Metabolic conversion of fructose to triglyceride in the liver

== Potential health effects ==
In 2022, the European Food Safety Authority stated that there is research evidence that fructose and other added free sugars may be associated with increased risk of several chronic diseases: the risk is moderate for obesity and dyslipidemia (more than 50%), and low for non-alcoholic fatty liver disease, type 2 diabetes (from 15% to 50%) and hypertension. EFSA further stated that clinical research did "not support a positive relationship between the intake of dietary sugars, in isocaloric exchange with other macronutrients, and any of the chronic metabolic diseases or pregnancy-related endpoints assessed" but advised "the intake of added and free sugars should be as low as possible in the context of a nutritionally adequate diet."

===Obesity===
Excessive consumption of sugars, including fructose, contributes to insulin resistance, obesity, elevated LDL cholesterol and triglycerides, leading to metabolic syndrome. The European Food Safety Authority (EFSA) stated in 2011 that fructose may be preferable over sucrose and glucose in sugar-sweetened foods and beverages because of its lower effect on postprandial blood sugar levels, while also noting the potential downside that "high intakes of fructose may lead to metabolic complications such as dyslipidaemia, insulin resistance, and increased visceral adiposity". The UK's Scientific Advisory Committee on Nutrition in 2015 disputed the claims of fructose causing metabolic disorders, stating that "there is insufficient evidence to demonstrate that fructose intake, at levels consumed in the normal UK diet, leads to adverse health outcomes independent of any effects related to its presence as a component of total and free sugars."
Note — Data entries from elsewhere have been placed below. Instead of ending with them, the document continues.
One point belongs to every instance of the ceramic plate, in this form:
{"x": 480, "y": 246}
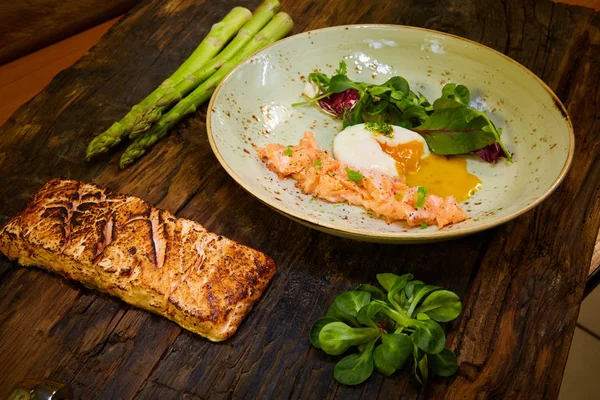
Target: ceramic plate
{"x": 253, "y": 107}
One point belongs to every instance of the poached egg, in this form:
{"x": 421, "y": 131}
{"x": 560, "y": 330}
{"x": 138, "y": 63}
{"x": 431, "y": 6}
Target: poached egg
{"x": 403, "y": 153}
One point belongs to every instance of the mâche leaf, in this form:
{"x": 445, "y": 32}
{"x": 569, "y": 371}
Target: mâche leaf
{"x": 449, "y": 125}
{"x": 388, "y": 328}
{"x": 355, "y": 368}
{"x": 442, "y": 306}
{"x": 392, "y": 353}
{"x": 456, "y": 131}
{"x": 337, "y": 337}
{"x": 316, "y": 329}
{"x": 351, "y": 302}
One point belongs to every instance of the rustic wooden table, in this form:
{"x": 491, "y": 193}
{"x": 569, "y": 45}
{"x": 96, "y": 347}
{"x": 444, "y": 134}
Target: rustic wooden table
{"x": 521, "y": 283}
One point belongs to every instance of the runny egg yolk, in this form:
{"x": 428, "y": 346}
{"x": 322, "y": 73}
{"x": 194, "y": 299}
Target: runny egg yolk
{"x": 441, "y": 176}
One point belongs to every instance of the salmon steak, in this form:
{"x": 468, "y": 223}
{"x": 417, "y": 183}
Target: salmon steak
{"x": 147, "y": 257}
{"x": 318, "y": 174}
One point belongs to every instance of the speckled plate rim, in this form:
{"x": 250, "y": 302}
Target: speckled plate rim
{"x": 417, "y": 235}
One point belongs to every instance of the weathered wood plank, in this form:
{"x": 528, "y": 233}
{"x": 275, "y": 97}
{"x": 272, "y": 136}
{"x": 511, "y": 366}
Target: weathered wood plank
{"x": 26, "y": 26}
{"x": 521, "y": 283}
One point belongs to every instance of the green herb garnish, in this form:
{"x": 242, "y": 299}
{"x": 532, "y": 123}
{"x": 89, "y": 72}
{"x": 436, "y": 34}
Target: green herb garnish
{"x": 389, "y": 327}
{"x": 421, "y": 193}
{"x": 448, "y": 125}
{"x": 354, "y": 176}
{"x": 380, "y": 128}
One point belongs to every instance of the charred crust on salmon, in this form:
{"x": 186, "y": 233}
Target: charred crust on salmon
{"x": 149, "y": 258}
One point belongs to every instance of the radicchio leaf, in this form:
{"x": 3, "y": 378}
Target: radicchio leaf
{"x": 338, "y": 103}
{"x": 491, "y": 153}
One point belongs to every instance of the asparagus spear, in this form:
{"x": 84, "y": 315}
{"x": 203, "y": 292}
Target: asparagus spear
{"x": 278, "y": 28}
{"x": 261, "y": 17}
{"x": 219, "y": 34}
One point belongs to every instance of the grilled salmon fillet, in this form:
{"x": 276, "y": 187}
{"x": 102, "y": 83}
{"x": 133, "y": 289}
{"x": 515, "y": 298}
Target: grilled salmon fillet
{"x": 324, "y": 177}
{"x": 146, "y": 256}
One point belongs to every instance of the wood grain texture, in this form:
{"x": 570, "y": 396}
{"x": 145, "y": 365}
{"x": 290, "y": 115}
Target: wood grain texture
{"x": 521, "y": 283}
{"x": 25, "y": 77}
{"x": 26, "y": 26}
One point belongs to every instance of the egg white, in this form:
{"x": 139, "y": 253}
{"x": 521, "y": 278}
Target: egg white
{"x": 359, "y": 148}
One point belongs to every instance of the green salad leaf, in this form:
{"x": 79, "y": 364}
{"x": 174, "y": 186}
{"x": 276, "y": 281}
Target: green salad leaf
{"x": 388, "y": 329}
{"x": 449, "y": 125}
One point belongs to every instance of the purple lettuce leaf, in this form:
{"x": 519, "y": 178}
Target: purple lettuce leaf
{"x": 491, "y": 153}
{"x": 338, "y": 103}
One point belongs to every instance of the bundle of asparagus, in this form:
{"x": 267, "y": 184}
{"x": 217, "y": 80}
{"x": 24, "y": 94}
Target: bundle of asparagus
{"x": 195, "y": 80}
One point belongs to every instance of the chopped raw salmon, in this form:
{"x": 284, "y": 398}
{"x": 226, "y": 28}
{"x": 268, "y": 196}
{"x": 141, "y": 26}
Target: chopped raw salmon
{"x": 320, "y": 175}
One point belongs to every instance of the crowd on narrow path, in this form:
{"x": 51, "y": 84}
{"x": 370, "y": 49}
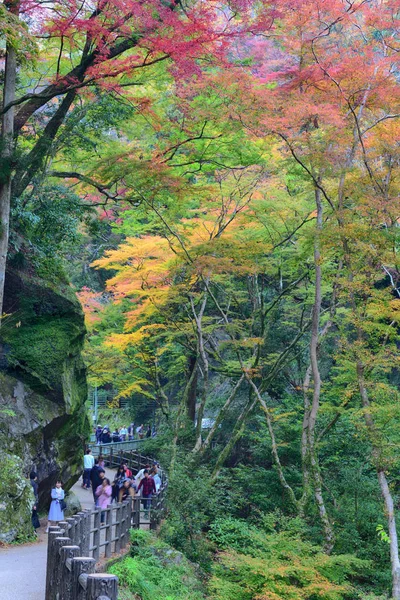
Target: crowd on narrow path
{"x": 104, "y": 435}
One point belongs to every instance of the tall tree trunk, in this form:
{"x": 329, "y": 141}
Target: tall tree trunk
{"x": 383, "y": 484}
{"x": 6, "y": 152}
{"x": 192, "y": 393}
{"x": 235, "y": 436}
{"x": 310, "y": 457}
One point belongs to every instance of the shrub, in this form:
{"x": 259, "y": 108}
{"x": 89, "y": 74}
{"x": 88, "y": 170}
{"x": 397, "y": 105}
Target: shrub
{"x": 156, "y": 571}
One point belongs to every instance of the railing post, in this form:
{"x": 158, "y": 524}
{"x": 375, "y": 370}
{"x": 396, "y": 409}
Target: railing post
{"x": 72, "y": 524}
{"x": 102, "y": 584}
{"x": 107, "y": 552}
{"x": 86, "y": 535}
{"x": 67, "y": 553}
{"x": 153, "y": 513}
{"x": 80, "y": 566}
{"x": 96, "y": 534}
{"x": 123, "y": 524}
{"x": 58, "y": 565}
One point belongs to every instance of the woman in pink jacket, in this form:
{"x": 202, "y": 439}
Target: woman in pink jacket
{"x": 103, "y": 493}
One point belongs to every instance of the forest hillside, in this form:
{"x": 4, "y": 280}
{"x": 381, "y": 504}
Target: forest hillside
{"x": 218, "y": 183}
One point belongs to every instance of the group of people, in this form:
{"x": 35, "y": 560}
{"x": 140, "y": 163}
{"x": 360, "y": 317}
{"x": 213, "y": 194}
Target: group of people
{"x": 146, "y": 482}
{"x": 122, "y": 434}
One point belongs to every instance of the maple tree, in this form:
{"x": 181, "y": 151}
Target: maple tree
{"x": 246, "y": 160}
{"x": 76, "y": 51}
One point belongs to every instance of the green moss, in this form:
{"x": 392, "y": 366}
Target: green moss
{"x": 157, "y": 571}
{"x": 16, "y": 500}
{"x": 41, "y": 347}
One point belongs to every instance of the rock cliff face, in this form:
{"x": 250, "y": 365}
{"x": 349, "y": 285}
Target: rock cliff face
{"x": 42, "y": 380}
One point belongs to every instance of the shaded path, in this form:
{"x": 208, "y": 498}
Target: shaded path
{"x": 23, "y": 568}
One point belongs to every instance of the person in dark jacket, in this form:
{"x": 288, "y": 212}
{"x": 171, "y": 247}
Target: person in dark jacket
{"x": 97, "y": 475}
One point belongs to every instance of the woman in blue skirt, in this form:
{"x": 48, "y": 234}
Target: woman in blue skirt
{"x": 56, "y": 513}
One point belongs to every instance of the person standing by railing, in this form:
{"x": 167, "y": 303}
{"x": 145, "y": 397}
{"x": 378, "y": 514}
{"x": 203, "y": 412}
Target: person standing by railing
{"x": 88, "y": 464}
{"x": 103, "y": 494}
{"x": 57, "y": 505}
{"x": 148, "y": 489}
{"x": 97, "y": 475}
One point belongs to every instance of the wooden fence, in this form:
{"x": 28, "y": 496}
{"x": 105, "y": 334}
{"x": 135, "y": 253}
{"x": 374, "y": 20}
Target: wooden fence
{"x": 76, "y": 544}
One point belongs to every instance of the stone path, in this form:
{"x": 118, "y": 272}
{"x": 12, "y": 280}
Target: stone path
{"x": 23, "y": 568}
{"x": 23, "y": 571}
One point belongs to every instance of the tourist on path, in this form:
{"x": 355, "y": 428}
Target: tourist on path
{"x": 56, "y": 513}
{"x": 97, "y": 475}
{"x": 98, "y": 433}
{"x": 103, "y": 493}
{"x": 88, "y": 464}
{"x": 140, "y": 474}
{"x": 148, "y": 489}
{"x": 128, "y": 472}
{"x": 105, "y": 436}
{"x": 34, "y": 484}
{"x": 157, "y": 479}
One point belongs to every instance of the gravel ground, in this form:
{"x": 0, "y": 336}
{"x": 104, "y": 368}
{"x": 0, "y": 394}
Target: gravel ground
{"x": 23, "y": 568}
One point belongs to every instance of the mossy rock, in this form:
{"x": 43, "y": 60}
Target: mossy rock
{"x": 16, "y": 501}
{"x": 43, "y": 387}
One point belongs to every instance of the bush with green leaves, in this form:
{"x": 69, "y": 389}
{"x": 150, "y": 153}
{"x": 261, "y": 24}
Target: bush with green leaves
{"x": 279, "y": 565}
{"x": 156, "y": 571}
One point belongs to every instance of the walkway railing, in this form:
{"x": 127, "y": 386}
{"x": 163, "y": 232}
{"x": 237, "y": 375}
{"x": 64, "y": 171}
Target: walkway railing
{"x": 77, "y": 544}
{"x": 105, "y": 448}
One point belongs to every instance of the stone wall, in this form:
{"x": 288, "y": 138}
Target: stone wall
{"x": 42, "y": 380}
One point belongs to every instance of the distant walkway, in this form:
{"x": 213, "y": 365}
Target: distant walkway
{"x": 23, "y": 567}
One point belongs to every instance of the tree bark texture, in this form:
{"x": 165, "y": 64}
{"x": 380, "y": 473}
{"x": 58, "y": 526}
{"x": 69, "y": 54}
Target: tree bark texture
{"x": 6, "y": 154}
{"x": 311, "y": 470}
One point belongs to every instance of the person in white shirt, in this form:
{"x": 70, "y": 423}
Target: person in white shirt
{"x": 140, "y": 474}
{"x": 88, "y": 463}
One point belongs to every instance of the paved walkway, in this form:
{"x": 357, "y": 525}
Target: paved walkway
{"x": 23, "y": 571}
{"x": 23, "y": 568}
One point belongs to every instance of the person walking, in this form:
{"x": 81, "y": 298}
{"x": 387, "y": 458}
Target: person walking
{"x": 103, "y": 494}
{"x": 140, "y": 474}
{"x": 97, "y": 475}
{"x": 98, "y": 433}
{"x": 57, "y": 506}
{"x": 126, "y": 490}
{"x": 157, "y": 479}
{"x": 148, "y": 489}
{"x": 88, "y": 464}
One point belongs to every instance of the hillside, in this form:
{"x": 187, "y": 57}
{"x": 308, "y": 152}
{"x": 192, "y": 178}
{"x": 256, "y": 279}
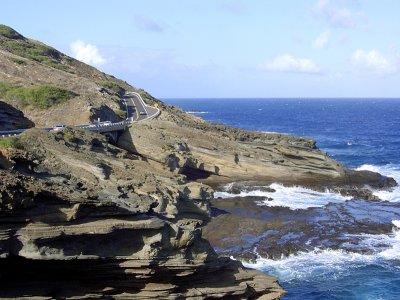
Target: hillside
{"x": 83, "y": 93}
{"x": 82, "y": 218}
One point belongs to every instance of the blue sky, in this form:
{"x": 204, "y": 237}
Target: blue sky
{"x": 222, "y": 48}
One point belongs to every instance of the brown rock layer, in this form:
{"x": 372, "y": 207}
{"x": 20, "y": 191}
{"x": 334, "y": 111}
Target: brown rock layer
{"x": 11, "y": 118}
{"x": 83, "y": 219}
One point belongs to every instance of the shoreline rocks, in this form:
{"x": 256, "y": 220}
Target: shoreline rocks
{"x": 84, "y": 219}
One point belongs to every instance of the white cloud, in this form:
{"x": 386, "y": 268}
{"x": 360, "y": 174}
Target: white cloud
{"x": 289, "y": 63}
{"x": 86, "y": 53}
{"x": 340, "y": 17}
{"x": 374, "y": 61}
{"x": 321, "y": 40}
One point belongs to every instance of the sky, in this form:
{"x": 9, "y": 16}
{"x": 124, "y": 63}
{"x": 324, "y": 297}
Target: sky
{"x": 226, "y": 48}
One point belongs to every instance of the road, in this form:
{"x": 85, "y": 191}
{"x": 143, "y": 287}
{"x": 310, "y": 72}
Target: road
{"x": 136, "y": 108}
{"x": 134, "y": 105}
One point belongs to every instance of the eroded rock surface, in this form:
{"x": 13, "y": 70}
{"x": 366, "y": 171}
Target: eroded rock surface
{"x": 11, "y": 118}
{"x": 83, "y": 219}
{"x": 247, "y": 229}
{"x": 215, "y": 154}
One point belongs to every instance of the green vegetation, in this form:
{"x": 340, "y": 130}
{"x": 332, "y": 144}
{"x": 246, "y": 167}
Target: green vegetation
{"x": 12, "y": 142}
{"x": 18, "y": 45}
{"x": 69, "y": 136}
{"x": 121, "y": 113}
{"x": 112, "y": 87}
{"x": 10, "y": 33}
{"x": 19, "y": 61}
{"x": 42, "y": 96}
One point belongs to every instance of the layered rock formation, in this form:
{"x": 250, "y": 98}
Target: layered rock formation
{"x": 84, "y": 219}
{"x": 216, "y": 154}
{"x": 11, "y": 118}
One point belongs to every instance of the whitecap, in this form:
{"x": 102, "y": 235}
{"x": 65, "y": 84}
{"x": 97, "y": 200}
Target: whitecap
{"x": 307, "y": 266}
{"x": 194, "y": 112}
{"x": 295, "y": 197}
{"x": 389, "y": 170}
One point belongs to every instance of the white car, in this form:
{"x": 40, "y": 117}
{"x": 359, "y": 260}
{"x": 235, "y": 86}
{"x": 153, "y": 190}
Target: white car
{"x": 59, "y": 127}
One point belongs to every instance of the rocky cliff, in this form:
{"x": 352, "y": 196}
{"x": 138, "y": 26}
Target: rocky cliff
{"x": 83, "y": 219}
{"x": 11, "y": 118}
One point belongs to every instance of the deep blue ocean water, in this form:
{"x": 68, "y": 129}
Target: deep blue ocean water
{"x": 361, "y": 133}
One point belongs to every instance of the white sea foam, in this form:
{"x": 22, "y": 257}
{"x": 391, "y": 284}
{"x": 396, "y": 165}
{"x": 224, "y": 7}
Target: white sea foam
{"x": 332, "y": 263}
{"x": 295, "y": 197}
{"x": 390, "y": 171}
{"x": 197, "y": 112}
{"x": 309, "y": 265}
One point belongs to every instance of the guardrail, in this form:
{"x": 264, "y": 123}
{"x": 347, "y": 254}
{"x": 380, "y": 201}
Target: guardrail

=== Cardiometabolic diseases ===
When fructose is consumed in excess as a sweetening agent in foods or beverages, it may be associated with increased risk of obesity, diabetes, and cardiovascular disorders that are part of metabolic syndrome.

=== Compared with sucrose ===
Fructose was found to increase triglycerides in type-2 but not type-1 diabetes, and moderate use of it has previously been considered acceptable as a sweetener for diabetics, possibly because it does not trigger the production of insulin by pancreatic β cells. For a 50 gram reference amount, fructose has a glycemic index of 23, compared with 100 for glucose and 60 for sucrose. Fructose is also 73% sweeter than sucrose at room temperature, allowing diabetics to use less of it per serving. Fructose consumed before a meal may reduce the glycemic response of the meal. Fructose-sweetened food and beverage products cause less of a rise in blood glucose levels than do those manufactured with either sucrose or glucose.